Start where the work is clerical, not where it's legal
Picture the Friday afternoon write-down at a 25-lawyer firm: a partner staring at a 40-line bill, slashing "reviewed correspondence and conferred re: strategy" entries that a client will reject, rewriting time narratives the associate dashed off three weeks ago. That hour is the one to give to AI first. Not the brief. Not the advice memo. The billing narrative cleanup, the matter-intake form that's missing the adverse party's full legal name, the internal summary of a document set nobody has had time to read.
The reason is precise: those tasks have a human who can see every input and check every output, and they don't ask the model to form a legal conclusion. The Thomson Reuters 2026 AI in Professional Services report and Deloitte State of AI in the Enterprise 2026 both describe the same squeeze on legal services: real adoption pressure colliding with privilege, confidentiality, and the bar's discomfort with anything that looks like outsourced judgment. That tension doesn't get resolved at the firm level with a policy memo. It gets resolved one workflow at a time, by choosing tasks where the worst-case error is a typo, not a waived privilege.
The trap isn't a weak summary — it's the conflicts check you didn't run
Here's the failure most firms walk into. The pilot "works." Intake summaries come back clean, billing narratives read better, the associates love it. Then someone feeds a new-matter packet into the same tool — and the model has now seen, and possibly logged with a vendor, the identity of a prospective client the firm hasn't run for conflicts yet.
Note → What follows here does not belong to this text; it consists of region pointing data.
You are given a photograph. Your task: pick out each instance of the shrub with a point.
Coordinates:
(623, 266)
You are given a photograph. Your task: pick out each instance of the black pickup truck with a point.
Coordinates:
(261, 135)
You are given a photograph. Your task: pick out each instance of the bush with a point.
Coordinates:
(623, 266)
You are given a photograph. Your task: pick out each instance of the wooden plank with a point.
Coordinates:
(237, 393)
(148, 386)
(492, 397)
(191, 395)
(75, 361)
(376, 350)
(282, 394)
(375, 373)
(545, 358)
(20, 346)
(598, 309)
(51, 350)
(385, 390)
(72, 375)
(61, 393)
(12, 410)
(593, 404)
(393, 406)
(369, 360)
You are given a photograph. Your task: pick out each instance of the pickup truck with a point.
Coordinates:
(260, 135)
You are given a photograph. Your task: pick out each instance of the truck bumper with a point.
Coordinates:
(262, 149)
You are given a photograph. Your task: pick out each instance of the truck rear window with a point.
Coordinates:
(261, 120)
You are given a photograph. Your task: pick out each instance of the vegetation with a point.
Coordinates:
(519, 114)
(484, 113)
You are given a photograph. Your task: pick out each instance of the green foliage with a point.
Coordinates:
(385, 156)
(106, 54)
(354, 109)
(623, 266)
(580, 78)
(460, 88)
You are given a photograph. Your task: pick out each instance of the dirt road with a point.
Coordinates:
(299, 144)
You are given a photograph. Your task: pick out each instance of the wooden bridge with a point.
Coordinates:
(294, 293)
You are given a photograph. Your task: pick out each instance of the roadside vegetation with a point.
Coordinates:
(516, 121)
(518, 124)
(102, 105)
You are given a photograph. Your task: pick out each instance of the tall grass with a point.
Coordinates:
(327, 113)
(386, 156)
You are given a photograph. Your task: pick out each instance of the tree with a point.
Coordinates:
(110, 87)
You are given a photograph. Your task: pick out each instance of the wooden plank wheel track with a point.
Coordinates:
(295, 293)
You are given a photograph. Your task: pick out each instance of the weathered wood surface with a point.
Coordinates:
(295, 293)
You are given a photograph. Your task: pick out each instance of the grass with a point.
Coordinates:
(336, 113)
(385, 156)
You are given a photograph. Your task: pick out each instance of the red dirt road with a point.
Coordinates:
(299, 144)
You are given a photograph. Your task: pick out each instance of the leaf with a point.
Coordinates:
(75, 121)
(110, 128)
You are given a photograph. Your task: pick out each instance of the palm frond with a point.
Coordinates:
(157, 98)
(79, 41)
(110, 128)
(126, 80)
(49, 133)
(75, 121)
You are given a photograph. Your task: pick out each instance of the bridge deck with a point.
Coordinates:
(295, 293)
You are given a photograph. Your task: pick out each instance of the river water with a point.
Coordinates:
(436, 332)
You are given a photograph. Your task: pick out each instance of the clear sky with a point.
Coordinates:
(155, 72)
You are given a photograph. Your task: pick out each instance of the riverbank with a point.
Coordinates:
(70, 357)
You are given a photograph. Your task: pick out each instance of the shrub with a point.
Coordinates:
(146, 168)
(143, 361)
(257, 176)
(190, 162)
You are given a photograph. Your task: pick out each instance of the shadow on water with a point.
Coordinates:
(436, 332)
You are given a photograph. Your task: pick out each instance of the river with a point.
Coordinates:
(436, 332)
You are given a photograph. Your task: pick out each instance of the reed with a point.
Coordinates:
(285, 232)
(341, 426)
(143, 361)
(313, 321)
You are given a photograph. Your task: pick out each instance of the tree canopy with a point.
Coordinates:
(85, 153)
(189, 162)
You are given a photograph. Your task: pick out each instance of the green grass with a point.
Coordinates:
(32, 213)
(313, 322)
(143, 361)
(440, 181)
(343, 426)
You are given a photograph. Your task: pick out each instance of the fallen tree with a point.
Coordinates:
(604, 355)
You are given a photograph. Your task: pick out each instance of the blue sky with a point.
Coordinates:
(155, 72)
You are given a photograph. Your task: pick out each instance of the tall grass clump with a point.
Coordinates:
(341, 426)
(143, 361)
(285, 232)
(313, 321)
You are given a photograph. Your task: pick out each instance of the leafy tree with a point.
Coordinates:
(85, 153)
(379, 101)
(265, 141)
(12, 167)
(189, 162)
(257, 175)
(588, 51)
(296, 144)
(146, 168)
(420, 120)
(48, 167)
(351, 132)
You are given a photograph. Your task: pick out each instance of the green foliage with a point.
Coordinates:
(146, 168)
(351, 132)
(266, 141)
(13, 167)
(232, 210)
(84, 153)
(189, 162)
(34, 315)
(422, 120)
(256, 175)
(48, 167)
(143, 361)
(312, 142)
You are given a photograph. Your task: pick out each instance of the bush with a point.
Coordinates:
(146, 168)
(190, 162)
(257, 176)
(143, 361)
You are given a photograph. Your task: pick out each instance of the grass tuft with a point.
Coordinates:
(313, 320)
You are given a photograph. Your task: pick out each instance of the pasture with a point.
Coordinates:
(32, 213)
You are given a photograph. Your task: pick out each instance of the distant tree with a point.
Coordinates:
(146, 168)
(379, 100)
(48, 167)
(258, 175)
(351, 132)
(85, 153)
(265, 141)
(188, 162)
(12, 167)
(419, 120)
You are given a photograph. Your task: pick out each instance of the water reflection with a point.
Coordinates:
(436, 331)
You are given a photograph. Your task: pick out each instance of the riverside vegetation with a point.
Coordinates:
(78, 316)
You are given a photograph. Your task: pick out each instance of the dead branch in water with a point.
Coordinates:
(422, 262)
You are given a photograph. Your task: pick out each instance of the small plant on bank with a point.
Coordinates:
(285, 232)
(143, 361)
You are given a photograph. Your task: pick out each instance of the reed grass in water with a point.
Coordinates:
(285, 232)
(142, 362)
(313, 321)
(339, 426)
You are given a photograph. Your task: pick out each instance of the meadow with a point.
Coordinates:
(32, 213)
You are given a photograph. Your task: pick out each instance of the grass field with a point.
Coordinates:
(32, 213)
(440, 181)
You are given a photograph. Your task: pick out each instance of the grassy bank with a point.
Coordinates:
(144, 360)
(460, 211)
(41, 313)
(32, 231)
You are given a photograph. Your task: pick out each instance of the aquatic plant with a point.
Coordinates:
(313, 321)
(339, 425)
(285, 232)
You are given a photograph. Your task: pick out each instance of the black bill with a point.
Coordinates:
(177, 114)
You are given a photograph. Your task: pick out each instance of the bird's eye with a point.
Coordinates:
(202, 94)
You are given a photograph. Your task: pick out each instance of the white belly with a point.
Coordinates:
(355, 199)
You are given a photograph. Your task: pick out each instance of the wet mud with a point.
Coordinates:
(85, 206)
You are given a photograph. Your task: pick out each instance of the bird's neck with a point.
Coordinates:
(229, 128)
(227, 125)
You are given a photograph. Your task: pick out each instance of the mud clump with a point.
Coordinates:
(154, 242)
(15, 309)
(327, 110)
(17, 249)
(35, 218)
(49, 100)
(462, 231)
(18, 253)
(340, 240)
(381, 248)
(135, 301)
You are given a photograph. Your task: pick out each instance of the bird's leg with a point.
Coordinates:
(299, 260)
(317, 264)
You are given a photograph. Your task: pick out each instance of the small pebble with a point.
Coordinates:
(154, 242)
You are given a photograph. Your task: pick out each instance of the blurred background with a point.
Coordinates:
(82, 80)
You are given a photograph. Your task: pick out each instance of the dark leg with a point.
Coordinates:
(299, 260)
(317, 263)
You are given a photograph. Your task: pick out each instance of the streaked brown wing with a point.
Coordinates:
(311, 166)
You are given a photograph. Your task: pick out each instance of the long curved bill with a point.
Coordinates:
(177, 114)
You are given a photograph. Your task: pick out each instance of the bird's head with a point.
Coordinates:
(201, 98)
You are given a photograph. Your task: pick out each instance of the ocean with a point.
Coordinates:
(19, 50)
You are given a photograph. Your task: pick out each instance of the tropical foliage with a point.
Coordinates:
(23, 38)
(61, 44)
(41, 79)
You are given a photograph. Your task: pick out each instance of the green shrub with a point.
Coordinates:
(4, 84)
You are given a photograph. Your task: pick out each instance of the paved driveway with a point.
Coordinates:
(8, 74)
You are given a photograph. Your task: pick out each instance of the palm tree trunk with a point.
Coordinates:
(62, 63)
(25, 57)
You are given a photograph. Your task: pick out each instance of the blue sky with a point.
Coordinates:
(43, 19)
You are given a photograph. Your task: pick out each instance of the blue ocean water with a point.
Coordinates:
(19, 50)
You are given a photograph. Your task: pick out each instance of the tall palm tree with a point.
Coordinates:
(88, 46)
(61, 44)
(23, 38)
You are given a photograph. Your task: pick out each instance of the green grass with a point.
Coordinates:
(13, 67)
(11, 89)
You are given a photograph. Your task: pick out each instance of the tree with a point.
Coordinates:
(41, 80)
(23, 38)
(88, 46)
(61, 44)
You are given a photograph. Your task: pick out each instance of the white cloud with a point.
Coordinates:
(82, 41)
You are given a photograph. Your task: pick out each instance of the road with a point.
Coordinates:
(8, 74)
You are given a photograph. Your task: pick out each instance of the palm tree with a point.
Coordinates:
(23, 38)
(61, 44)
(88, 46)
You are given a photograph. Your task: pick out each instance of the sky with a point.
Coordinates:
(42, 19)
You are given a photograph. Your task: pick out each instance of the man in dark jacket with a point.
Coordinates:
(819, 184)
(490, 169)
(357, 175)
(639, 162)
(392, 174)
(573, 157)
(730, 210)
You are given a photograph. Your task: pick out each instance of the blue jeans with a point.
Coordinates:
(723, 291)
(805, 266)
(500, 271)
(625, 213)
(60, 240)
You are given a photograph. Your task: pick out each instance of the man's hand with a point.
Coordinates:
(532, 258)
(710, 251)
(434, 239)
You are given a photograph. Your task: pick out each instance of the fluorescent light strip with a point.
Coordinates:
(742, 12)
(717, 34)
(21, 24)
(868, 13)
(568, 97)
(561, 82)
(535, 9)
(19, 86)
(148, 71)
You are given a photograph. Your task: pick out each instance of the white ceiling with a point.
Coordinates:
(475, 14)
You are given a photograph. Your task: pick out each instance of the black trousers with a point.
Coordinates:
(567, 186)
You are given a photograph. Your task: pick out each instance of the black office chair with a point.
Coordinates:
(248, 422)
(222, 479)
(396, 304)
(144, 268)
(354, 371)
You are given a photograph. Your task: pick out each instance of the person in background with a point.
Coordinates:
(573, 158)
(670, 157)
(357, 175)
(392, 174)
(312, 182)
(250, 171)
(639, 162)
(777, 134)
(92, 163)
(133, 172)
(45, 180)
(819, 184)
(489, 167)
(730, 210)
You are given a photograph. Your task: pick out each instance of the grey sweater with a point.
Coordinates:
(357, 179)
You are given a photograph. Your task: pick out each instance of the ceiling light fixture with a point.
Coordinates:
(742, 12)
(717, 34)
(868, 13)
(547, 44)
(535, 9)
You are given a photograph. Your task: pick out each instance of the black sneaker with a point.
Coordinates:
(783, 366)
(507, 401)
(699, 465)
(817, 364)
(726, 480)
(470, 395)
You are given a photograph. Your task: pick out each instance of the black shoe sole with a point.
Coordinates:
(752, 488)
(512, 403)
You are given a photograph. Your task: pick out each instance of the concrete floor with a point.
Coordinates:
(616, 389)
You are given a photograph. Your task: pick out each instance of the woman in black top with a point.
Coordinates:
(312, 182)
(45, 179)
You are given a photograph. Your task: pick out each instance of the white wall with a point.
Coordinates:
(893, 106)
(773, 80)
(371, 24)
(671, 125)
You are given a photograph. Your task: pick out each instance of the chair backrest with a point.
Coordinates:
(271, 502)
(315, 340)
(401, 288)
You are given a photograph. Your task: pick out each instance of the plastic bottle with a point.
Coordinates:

Or an intake summary quietly pulls in a paragraph from a co-defendant's privileged file because both matters live in the same folder. The output looked fine. The boundary it crossed was invisible until it wasn't.
So measure the boundary, not the prose. Before you start, write down the baseline you actually care about: matter-opening rework, document-classification errors, the minutes per bill spent on narrative cleanup, and the count of intake items kicked back for missing context like a full party name or jurisdiction. Then run a genuinely boring weekly review of four numbers — attorney approvals, privilege-sensitive exceptions caught, missing or wrong source citations, and any client-facing material held for rewrite. If the firm is generating more first drafts but the rework and exception counts haven't moved, you bought a draft machine, not leverage. Only once those measures have a named owner should you reach for the AI Opportunity Score or the AI ROI Calculator to size the next move.
Govern by the matter, because that's how privilege works
A law firm's access model is already organized the right way — by matter, with conflicts walls — and your AI workflow has to inherit that, not flatten it. The NIST AI Risk Management Framework gives you the spine: write down the intended use, the risk, how you'll measure it, and who's accountable when it goes sideways. The CISA AI data-security best practices tell you how to lock down where confidential records sit, what gets retained, and what a vendor is allowed to keep.
Concretely: enforce matter-level permissions so the tool can't read across an ethical wall, keep every output traceable back to the source document it summarized, require attorney sign-off before anything touches a client or a court, and hard-stop the tool out of any matter where a conflict or privilege question is open. Run a single matter type cleanly for a quarter. Prove confidentiality held, the citations checked out, and the attorneys actually trust it — then, and only then, extend the same pattern to an adjacent internal routine. Scaling an ungoverned pilot doesn't multiply the upside; it multiplies the matters at risk.